Jean cleared her throat. Kinsella had already said more than he should have. "Let's get back to Max Quinn," she said to Jack.
"I've
given you what I've got," he said.
"Max appears to have gone to ground."
"Not a good sign," Jack said.
"Don't play games with me," she told him.
"Believe me, I'm not," Jack said. "I'd like nothing better than to be shut of Max Quinn."
"If you hear from him?"
"You'll be the first to know."
"All right," she said. She stood up. "That about it?" she asked Kinsella.
He hesitated, and then nodded.
"Thanks for coming in," she said to Jack.
He stood up, too, and they shook hands.
"Oh, and Jack," she said, as he started to turn away. "Do yourself a favor. Don't call Frank Dugan. We already talked to him. He won't take your calls."
I left probably knowing less than when I got there. Well, no. Weinstock and Kinsella were apparently as much in the dark as I was, and I had one possible advantage. Max might come to me. And there was one other thing working in my favor, which is that nobody knew what the money drop was for.
A hundred thousand dollars is a lot of change to most people, but for Carmody, it looked to be a down payment, earnest money. Kinsella had called him a rainmaker, which I took to mean a fixer. In this case, the fix was already in, even if the wrong guy got fixed.
Or did he? They must have assumed there was some risk involved, or they wouldn't have tried to enlist a third party. And then when I turned them down, why didn't Carmody hand it off to Max? He knew his way around the shady side of the street. In other words, which one of them was the key player? I thought it might be Max, and Carmody didn't realize he was a bit part in a script he hadn't written.

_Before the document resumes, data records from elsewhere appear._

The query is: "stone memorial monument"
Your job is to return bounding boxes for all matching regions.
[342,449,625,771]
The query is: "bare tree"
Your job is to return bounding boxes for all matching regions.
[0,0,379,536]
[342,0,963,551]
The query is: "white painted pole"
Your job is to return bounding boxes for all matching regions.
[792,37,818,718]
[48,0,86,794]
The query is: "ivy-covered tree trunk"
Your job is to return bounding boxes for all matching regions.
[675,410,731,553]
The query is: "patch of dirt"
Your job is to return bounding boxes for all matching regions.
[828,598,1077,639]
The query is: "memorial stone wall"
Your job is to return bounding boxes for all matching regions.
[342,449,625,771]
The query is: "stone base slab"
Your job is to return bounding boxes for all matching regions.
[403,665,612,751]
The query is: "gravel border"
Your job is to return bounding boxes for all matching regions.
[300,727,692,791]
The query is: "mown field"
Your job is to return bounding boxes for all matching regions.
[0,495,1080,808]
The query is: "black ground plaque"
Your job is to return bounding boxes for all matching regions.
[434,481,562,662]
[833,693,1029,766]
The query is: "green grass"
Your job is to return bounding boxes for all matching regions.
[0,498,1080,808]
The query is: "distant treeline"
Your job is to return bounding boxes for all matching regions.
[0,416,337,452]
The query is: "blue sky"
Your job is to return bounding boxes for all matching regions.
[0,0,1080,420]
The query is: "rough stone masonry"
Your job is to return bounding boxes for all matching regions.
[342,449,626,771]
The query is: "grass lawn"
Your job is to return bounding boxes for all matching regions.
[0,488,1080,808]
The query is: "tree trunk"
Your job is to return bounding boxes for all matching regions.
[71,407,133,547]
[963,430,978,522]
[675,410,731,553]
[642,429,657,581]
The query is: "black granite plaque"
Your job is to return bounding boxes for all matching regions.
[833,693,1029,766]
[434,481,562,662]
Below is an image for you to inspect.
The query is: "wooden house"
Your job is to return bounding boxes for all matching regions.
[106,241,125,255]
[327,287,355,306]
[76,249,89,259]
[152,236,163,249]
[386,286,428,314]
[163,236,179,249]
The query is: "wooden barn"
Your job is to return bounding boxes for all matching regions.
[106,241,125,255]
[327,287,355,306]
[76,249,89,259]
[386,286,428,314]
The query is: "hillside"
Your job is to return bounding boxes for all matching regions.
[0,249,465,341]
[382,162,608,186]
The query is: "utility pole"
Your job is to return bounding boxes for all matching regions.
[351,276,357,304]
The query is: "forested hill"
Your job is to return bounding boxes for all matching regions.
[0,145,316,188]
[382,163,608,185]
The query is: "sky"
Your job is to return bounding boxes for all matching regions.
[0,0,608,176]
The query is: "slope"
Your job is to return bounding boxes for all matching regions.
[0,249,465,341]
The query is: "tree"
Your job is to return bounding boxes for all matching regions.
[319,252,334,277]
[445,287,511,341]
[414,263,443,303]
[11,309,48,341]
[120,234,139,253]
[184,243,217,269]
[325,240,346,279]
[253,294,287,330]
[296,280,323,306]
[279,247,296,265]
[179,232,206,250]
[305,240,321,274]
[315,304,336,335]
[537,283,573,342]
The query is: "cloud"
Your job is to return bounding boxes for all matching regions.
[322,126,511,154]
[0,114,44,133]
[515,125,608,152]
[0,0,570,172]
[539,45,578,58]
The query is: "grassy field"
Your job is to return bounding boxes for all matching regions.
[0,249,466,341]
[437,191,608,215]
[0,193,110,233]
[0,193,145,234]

Too many variables, I'd told the detectives. Like a kitten playing with a ball of yarn, there were a lot of knots to untangle. Besides, the first thing you learn in this trade is never to cross the cops. I was looking at a hit for obstruction of justice, if not an accessory charge, if I involved myself in an active homicide investigation. Weinstock and Kinsella didn't strike me as overly forgiving types.
Then again, they'd dangled Carmody in front of me. I didn't think it was an accident, Kinsella's slip of the tongue. Jean Weinstock was capable and ambitious, and maybe a little ruthless, or she wouldn't have made senior rank. It wasn't affirmative action that had pushed her up the chain of command. Another knot to untangle. Was she using me as bait, the way Max had?